Trunc

Truncates the values of one input data (Tensor) at a specified bitwidth and produces one output data (Tensor). Additionally, takes four float tensors as input, which define the scale, zero-point, input bit-width and output bit-width of the quantization. The attribute rounding_mode defines how truncated values are rounded.

Version

This operator is not part of the ONNX standard. The description of this operator in this document corresponds to qonnx.custom_ops.general opset version 2.

Attributes

rounding_mode : string (default is "FLOOR")
Defines how rounding should be applied during truncation. Currently available modes are: "ROUND", "CEIL" and "FLOOR". Here "ROUND" implies a round-to-even operation. Lowercase variants for the rounding mode string are also supported: "round", "ceil", "floor".
signed : int (default is 1)
Defines if the quantization includes a signed bit.
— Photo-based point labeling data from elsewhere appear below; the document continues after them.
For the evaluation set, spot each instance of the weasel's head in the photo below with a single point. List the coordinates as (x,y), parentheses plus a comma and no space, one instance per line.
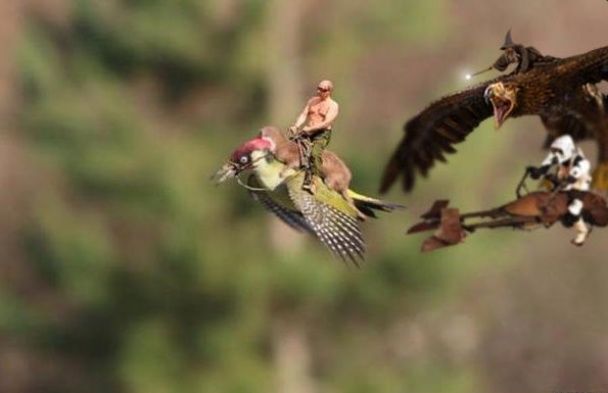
(245,157)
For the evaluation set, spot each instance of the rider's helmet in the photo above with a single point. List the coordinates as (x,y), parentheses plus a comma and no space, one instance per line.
(563,148)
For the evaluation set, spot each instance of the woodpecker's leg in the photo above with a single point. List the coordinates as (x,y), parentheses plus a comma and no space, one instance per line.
(573,219)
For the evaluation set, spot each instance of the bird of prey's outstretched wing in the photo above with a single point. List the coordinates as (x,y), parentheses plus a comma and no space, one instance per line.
(582,118)
(431,134)
(284,210)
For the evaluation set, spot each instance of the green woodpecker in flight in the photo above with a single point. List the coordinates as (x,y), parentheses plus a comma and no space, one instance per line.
(331,213)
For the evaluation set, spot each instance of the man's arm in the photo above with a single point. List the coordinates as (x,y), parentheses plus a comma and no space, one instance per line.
(331,115)
(302,117)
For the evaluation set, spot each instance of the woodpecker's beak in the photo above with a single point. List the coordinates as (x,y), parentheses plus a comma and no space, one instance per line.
(228,171)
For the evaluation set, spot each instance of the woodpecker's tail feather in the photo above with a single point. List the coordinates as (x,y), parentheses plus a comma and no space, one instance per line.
(368,205)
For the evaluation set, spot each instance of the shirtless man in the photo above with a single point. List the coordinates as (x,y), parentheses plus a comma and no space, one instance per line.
(316,118)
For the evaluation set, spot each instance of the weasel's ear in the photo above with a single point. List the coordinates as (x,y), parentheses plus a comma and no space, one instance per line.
(508,41)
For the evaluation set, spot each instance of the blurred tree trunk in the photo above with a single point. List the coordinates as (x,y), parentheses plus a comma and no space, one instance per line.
(291,350)
(284,76)
(292,356)
(12,19)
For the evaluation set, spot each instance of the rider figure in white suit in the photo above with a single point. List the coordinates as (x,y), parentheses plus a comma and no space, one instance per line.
(567,166)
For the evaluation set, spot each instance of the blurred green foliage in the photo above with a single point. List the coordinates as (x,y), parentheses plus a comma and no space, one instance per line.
(144,277)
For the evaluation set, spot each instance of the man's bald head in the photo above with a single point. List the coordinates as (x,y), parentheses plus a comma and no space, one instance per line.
(325,85)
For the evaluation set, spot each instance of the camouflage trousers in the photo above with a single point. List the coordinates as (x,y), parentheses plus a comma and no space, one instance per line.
(311,150)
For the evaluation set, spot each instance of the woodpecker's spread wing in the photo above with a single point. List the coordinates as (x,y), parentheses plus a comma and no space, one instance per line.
(431,134)
(283,208)
(333,221)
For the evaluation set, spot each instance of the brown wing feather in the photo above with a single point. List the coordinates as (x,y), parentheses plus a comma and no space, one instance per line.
(590,67)
(431,134)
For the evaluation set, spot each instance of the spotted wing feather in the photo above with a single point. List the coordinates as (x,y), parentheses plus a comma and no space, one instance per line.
(336,229)
(289,216)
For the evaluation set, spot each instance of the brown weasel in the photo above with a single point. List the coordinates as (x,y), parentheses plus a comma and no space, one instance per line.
(334,171)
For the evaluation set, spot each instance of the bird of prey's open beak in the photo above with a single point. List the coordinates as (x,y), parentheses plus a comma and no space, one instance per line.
(502,100)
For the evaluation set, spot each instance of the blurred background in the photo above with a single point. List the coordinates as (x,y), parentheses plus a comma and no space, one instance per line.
(123,269)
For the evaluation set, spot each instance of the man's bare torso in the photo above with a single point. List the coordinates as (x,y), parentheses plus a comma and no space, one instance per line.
(317,111)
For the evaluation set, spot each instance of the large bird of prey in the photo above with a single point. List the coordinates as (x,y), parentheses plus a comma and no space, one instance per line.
(562,92)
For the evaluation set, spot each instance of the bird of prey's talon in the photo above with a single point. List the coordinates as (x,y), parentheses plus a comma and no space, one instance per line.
(600,177)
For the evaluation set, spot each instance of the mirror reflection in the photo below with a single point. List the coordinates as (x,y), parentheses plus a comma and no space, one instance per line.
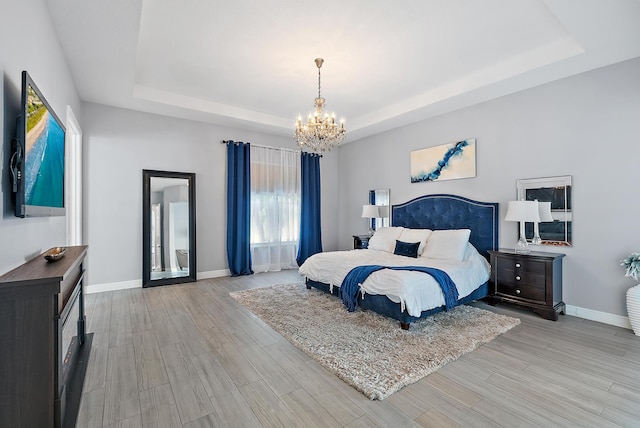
(168,252)
(557,191)
(381,197)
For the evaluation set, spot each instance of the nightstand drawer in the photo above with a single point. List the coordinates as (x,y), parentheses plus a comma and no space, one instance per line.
(520,265)
(522,291)
(520,277)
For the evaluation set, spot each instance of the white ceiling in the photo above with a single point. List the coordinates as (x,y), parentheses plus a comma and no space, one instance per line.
(387,63)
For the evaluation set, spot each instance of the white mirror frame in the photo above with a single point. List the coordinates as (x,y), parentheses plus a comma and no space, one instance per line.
(561,210)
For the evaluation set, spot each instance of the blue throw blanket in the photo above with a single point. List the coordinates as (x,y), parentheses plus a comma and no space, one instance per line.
(357,275)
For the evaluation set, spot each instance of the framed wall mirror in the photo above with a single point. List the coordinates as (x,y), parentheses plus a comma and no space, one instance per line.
(168,227)
(381,198)
(557,191)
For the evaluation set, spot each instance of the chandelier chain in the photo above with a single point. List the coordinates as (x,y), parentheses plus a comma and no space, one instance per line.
(319,83)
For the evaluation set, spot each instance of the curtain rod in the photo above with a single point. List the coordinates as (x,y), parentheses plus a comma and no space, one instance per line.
(268,147)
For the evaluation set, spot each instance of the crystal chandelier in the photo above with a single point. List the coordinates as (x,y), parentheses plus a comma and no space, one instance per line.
(321,132)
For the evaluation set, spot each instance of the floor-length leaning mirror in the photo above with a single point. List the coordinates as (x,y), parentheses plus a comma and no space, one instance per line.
(168,227)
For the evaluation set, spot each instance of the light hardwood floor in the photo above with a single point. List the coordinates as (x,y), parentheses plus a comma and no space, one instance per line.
(189,356)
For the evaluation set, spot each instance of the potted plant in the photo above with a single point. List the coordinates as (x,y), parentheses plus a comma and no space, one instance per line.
(632,266)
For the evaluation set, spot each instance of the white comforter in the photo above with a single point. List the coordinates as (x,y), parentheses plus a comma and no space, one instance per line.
(415,291)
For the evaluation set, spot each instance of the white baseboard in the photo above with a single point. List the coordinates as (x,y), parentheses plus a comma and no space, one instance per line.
(589,314)
(603,317)
(137,283)
(214,274)
(113,286)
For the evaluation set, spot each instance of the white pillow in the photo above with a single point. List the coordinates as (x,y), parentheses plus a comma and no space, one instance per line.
(447,244)
(415,235)
(384,239)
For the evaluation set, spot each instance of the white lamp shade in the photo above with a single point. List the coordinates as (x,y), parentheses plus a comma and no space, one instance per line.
(524,211)
(544,211)
(370,211)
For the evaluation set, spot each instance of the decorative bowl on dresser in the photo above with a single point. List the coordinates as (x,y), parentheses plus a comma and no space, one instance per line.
(532,280)
(42,329)
(361,242)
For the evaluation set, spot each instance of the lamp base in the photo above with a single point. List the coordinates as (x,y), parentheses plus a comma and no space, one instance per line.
(522,246)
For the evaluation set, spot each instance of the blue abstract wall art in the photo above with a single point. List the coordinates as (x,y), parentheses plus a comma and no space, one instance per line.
(445,162)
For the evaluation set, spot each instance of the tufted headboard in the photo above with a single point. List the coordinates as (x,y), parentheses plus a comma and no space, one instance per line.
(451,212)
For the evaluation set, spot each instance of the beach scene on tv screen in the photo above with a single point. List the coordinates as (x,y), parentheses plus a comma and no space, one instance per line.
(44,160)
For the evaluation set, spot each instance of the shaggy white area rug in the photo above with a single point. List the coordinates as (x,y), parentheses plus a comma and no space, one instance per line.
(368,351)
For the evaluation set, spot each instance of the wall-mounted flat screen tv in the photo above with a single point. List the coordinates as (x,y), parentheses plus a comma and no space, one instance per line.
(37,162)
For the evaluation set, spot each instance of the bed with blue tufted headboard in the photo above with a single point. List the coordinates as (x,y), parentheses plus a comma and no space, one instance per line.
(435,212)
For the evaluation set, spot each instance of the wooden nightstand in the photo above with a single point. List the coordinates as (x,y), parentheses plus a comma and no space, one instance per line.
(532,280)
(361,242)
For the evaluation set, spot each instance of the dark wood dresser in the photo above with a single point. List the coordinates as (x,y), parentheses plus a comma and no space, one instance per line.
(42,327)
(532,280)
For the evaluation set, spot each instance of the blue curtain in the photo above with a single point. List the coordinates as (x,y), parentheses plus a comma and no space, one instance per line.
(238,208)
(310,230)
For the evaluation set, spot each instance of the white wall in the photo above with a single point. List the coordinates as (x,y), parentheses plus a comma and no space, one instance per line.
(119,144)
(585,126)
(28,42)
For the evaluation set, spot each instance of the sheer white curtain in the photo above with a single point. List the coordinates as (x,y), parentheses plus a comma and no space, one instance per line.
(275,208)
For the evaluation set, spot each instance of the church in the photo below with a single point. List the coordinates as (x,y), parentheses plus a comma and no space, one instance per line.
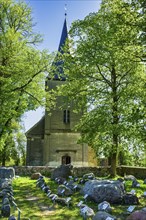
(52,140)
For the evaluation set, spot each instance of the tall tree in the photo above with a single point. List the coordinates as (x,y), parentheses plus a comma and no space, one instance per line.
(106,77)
(22,66)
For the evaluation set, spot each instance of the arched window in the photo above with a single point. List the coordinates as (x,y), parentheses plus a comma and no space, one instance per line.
(66,160)
(66,116)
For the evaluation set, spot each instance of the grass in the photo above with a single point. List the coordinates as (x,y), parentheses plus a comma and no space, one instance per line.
(35,205)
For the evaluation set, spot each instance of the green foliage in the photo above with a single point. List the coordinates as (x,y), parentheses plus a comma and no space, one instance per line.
(22,66)
(106,78)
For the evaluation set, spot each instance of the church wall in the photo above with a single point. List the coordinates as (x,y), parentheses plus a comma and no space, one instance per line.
(34,151)
(58,145)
E.g. at 8b unsigned=[0, 255] vs signed=[-128, 127].
narrow : int (default is 0)
Defines if the value range should be interpreted as narrow, when signed=1. E.g. at 8b regular=[-128, 127] vs narrow=[-127, 127].

Inputs

X (differentiable) : tensor(float32)
input tensor to truncate
scale : float32
The scale factor at the input of the truncation
zeropt : float32
The zero-point at the input of the truncation
in_bitwidth : int32
The number of bits used at the input of the truncation
out_scale : float32
The scale factor of the output of the truncation
out_bitwidth : int32
The number of bits used at the output of the truncation

Outputs

Y (differentiable) : tensor(float32)
Output tensor

Examples

Trunc
from onnx import helper
import numpy as np

# Define node settings and input
x = np.random.randn(100).astype(np.float32)*10.
scale = np.array(1.)
zeropt = np.array(0.)
in_bitwidth = np.array(10)
out_bitwidth = np.array(4)
rounding_mode = "ROUND"

# Create node
node = helper.make_node(
    'Trunc',
    domain='finn.custom_op.general',
    inputs=['x', 'scale', 'zeropt', 'in_bitwidth', 'out_bitwidth'],
    outputs=['y'],
    rounding_mode=rounding_mode,
)

# Execute the same settings with the reference implementation (trunc)
# See the sample implementation for more details on trunc.
output_ref = trunc(inp_tensor, scale, zeropt, in_bitwidth, out_bitwidth, rounding_mode)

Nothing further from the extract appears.